3-It’s time to get smart and serious about nutrition. I wouldn’t make huge blanket announcements like “We shall never eat sugar again in this house!” (Learn from my mistakes, haha!) But I would cut certain foods out, replacing them with other foods without making a big deal of it. For example, my first changes would be cutting out things like full-fat dairy products, all products with wheat flour in them, and as many products as possible with sugar or high fructose corn syrup in the ingredients list. Instead, each meal and snack should be based on a protein (like eggs, all natural peanut butter or almond butter, raw nuts, low fat cheese, greek no-sugar added yogurt, meat) paired with a healthy carbohydrate for energy (think half of a plate of raw veggies and fruit, baked tortilla chips, 1/4 cup of brown rice or quinoa, rice cake). If this is the food you have in the house, this is the food they’ll eat, at least until they have the opportunity to drive themselves to the grocery! Yes, this will take more energy from you. I say with much love and kindness: Deal with it. 🙂 At the beginning of the week, chop up a large tupperware of veggies, buy several types of fruit (some that spoil quickly like berries and others that can hang out a while like apples), and buy a couple bags of raw nuts or seeds, put handfuls in baggies, and when you’re on the go or need a quick meal/snack, this is just as easy as chips or processed snacks all week long.
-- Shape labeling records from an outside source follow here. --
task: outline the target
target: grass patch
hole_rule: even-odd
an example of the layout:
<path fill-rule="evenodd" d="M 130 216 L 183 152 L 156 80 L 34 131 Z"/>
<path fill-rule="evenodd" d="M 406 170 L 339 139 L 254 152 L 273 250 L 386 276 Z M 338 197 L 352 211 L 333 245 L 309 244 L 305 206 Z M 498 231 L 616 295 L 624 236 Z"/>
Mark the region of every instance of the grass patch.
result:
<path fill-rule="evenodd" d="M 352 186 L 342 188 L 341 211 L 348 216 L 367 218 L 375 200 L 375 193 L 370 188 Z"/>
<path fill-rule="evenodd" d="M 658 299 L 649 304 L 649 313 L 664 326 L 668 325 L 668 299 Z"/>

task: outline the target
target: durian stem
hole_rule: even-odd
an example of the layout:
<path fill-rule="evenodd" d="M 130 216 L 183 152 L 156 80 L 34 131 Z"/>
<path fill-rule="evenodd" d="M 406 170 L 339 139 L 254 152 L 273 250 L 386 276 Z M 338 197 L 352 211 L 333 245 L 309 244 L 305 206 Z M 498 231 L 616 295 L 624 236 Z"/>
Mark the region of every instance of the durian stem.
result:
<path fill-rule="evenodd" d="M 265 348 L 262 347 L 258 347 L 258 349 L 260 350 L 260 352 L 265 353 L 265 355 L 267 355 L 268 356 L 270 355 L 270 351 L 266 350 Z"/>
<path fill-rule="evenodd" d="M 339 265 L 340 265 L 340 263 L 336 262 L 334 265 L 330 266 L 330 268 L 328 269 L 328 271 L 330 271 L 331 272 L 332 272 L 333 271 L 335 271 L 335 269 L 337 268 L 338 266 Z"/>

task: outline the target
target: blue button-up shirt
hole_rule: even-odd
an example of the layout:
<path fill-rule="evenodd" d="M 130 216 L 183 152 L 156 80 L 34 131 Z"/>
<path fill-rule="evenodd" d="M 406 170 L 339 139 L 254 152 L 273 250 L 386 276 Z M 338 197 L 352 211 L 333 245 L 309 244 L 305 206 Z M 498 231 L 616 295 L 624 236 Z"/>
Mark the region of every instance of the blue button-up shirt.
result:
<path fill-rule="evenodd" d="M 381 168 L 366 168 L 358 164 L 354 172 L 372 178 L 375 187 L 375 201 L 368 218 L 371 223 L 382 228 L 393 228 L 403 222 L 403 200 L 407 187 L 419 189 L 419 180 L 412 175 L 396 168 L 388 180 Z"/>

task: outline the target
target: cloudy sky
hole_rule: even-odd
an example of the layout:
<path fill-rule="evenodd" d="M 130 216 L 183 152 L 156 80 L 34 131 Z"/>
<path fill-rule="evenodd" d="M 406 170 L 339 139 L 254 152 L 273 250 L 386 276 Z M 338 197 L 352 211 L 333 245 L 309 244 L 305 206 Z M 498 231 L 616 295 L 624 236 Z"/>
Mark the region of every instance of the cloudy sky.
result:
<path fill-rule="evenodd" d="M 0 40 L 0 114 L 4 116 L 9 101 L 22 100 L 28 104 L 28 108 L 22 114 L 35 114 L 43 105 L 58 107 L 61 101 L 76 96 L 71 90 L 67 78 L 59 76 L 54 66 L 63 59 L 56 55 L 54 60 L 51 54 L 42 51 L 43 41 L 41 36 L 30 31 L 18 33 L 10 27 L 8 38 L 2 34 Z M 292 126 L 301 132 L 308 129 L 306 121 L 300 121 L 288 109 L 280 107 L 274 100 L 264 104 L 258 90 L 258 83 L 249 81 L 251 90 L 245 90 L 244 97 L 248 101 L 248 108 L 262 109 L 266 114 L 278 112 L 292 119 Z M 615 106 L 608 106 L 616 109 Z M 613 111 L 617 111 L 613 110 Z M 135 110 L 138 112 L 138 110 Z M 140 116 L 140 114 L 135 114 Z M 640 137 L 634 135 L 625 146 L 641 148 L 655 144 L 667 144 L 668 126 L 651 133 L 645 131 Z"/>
4-Save sweets for one family movie night or campout or get together per weekend. Let that gradually become the norm. Of course it’s better to make more nutritious sweets with ingredients like honey, coconut oil, dark chocolate or carob (look up Paleo desserts!) but my kids do have regular candy and wheat free cookies sometimes. They are allowed to eat what they want at parties and weddings…but they certainly know its a treat. We have told grandparents that they can have these kinds of things only on the weekends. There’s such a balance we pray to find–to not freak them out with rules and make them want to hide and binge, but to teach them a 90%/10% lifestyle. That just means that 90% of the time you do what you research to be genuinely best for your body and 10% of the time (like a couple meals a week at the most) you just don’t worry about it.

5-Be a good example: Not perfect, not obsessed, but making an effort in a balanced way. We have been entrusted as good stewards of these tents while we’re on earth. Our bodies are temporal, so that puts body image into perspective, but also knowing we have only one body to be God’s hands and feet in while we’re here brings another angle to that perspective.

It’s a sensitive topic even as an adult, so just imagine how our kids and teens feel. I hope this post will be helpful and give you a few ideas on how to assist your kids in making lifelong healthy choices.